Страна, объятая со всех концов пожарами войны, изнемогала в голоде и разрухе. Транспорт должен был помочь армии в ее маневренных бросках туда, где силы врага угрожающе крепли. Транспорт должен был доставлять свежие пополнения фронту, из сытых районов в тощие возить хлеб, руду, уголь заводам. Транспорт не мог этого делать, он был разбит, разрушен. Лучшие люди его ушли на фронт. Среди оставшихся были и те, кто не хотел работать, саботировали, вредили, воровали. Эти люди создали здесь внутренний фронт, и с ними нужно было воевать.

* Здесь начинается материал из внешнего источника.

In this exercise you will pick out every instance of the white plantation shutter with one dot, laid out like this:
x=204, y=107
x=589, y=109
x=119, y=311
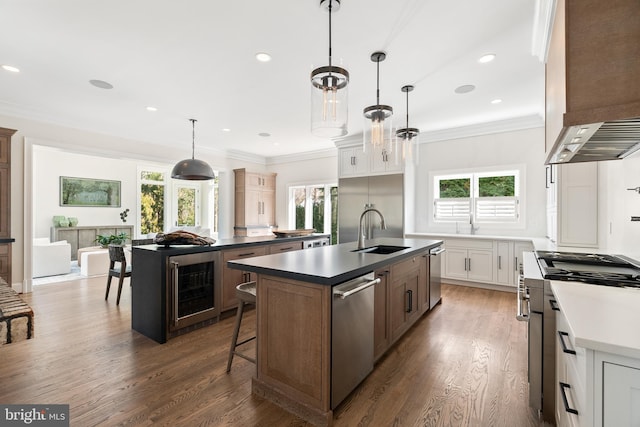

— Но только не так, парень! — говорил Рябушкин полуобнаженному человеку, присевшему у топки. — На фронте все понятно, там врага по форме отличишь, а здесь его тонкой разведкой обличить нужно.
Вздрагивая, человек сказал:
— А эшелоны с ранеными кто в тупик загнал?
— Вот за это, — кротко говорил Рябушкин, — прямо на месте! — и делал движение согнутым указательным пальцем, словно нажимая спусковой крючок. — А в данный момент ты не прав.
Всю ночь на Сортировочной гремели буфера вагонов.
Красноармейцы растаскивали вагоны. Маневровый паровоз в клубах пара с разбегу разбивал заторы.
К рассвету битва была закончена.
Возле перрона выстроился состав. Усталые красноармейцы, забравшись в вагоны, тут же заснули накрепко, — они и не заметили, как высококолесный пассажирский паровоз, бережно осадив эшелон, без сигнала помчал их со станции.
Наступил день. Бориса клонило ко сну.
Рябушкин, насмешливо глядя на Бориса, задорно спросил:
— Ты про изобретение Попова знаешь?
— Знаю, — вяло сказал Борис.
— Ты не перебивай! — рассердился Рябушкии. — Этот Попов, когда изобретал чего-нибудь, от сна совершенно отказывался, минут с десяток вздремнет — и опять за работу. Вон он полной порцией жизни и пользовался.
— А когда спать невмоготу хочется?
— Сон клонит, если у тебя в голове электричества нет. Оно от трения мысли возникает. Ты о чём сейчас думаешь?
— Ни о чём, — сознался Борис.
— А ты думай, — посоветовал машинист. — От хорошей мысли к рукам и ногам энергия бросается, по себе знаю.